Today, nine million Brits are in serious debt, according to the Money Advice Service, and the FCA is going to do more to protect them.
How were payday lenders governed before 1 April?
Until now, the activities of payday lenders were overseen by the Office of Fair Trading, which issued compulsory licenses to most businesses providing goods and services on credit or for hire. These included those that lend money or provide debt collecting, debt counselling or debt adjusting services to consumers.
While trading without a licence was a criminal offence and the OFT was able to issue penalties and revoke the licences of firms treating customers badly, it was criticised for not being tough enough and failing to protecting consumers.
What exactly happens on 1 April?
Some 50,000 consumer credit companies will have to abide by much more stringent rules set by the FCA. The regulator says "this means every person that uses a credit card, has an overdraft, seeks help from a debt management firm, or takes out a loan will be better protected than before".
Why was change required?
The consumer credit market has become big business. On average, each UK household owes £6,000 in consumer credit debt - whether that's made up of furniture or car loans, overdrafts, payday loans or credit cards.
As much as £200 billion was lent in 2013 and, according to the Bank of England, collectively we still owe £158 billion. Overdraft debt stands at £8 billion and credit card debt at £150 billion, according to the British Bankers' Association.
So now so much money is at stake, more regulation is required to protect consumers.
And regarding payday lenders in particular, the need for FCA regulation came about because under the OFT's watch, some payday lenders exploited customers by charging astronomic levels of interest and hefty fees and allowing loans to roll over – often exacerbating their debt problems.
What will payday lenders and the rest have to do differently?

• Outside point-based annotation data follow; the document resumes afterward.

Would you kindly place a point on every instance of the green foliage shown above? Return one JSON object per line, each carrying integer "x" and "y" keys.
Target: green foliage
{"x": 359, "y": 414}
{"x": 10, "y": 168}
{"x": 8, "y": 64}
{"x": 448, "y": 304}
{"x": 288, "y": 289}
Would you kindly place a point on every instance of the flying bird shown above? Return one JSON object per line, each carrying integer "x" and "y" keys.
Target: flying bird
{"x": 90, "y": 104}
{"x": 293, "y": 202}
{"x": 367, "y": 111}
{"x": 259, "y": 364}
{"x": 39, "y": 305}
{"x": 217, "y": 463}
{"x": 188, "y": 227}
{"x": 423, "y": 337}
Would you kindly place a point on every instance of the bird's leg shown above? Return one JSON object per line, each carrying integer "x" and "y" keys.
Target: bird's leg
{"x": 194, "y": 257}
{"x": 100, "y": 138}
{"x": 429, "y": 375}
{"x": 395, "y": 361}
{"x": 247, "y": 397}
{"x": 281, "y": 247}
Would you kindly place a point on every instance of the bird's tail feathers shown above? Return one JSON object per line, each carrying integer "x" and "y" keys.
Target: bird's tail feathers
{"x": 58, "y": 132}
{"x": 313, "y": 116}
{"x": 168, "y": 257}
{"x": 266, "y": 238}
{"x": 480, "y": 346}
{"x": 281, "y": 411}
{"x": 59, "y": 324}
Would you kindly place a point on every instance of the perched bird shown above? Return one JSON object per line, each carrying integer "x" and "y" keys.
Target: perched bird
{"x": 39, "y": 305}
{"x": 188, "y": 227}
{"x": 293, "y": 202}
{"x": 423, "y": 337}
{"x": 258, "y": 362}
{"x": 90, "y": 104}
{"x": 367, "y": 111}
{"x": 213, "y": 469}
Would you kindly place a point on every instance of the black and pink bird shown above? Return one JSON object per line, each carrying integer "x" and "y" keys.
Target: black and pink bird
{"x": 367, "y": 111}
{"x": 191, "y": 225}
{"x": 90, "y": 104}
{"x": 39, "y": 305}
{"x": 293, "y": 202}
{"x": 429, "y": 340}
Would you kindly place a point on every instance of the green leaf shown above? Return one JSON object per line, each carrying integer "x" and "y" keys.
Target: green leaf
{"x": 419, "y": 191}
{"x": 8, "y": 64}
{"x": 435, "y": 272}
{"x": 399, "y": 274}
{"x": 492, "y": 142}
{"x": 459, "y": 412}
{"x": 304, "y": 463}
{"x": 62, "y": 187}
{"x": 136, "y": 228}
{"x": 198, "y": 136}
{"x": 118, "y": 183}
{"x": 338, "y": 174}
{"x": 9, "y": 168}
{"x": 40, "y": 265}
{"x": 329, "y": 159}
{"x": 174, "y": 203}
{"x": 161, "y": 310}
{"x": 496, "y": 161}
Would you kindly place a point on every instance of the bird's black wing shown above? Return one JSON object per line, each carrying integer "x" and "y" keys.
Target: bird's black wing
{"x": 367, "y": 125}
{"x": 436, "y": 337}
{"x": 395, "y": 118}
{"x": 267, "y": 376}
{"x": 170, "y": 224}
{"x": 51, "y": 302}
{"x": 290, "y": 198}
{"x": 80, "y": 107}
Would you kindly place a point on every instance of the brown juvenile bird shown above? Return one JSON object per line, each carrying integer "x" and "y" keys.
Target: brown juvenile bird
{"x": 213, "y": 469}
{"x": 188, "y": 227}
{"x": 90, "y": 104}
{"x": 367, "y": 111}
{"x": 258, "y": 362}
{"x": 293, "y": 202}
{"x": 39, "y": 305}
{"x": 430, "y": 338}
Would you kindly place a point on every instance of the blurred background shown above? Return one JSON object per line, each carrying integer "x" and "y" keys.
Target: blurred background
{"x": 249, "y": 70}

They have a new requirement to ensure "they give customers the right information to make informed choices, that their services meet consumer needs, and that people in difficulty are treated fairly," says the FCA.
Payday lenders and debt management companies, in particular, will also have to adhere to the following rules:
- limit the number of loan roll-overs to two.
- restrict (to two) the number of times they can seek repayment using a continuous payment authority - which allows a business to withdraw money from a customer's account without having to seek repeat authorisation for each new transaction.
- provide information to customers on how to get free debt advice.
- debt management firms must pass on more money to creditors from day one of a debt management plan and to protect client money.
What does the FCA have to say about the challenges?
Its chief executive, Martin Wheatley, said: "We have a big task ahead; it's our job to make sure firms put their customers at the heart of their business and don't just see them as an easy target or a profit line.
"We won't shy away from taking tough, decisive action to make sure that the people who rely on these products are treated fairly. There will be some firms that don't get the message, or won't play ball, those firms should know that we won't let them carry on."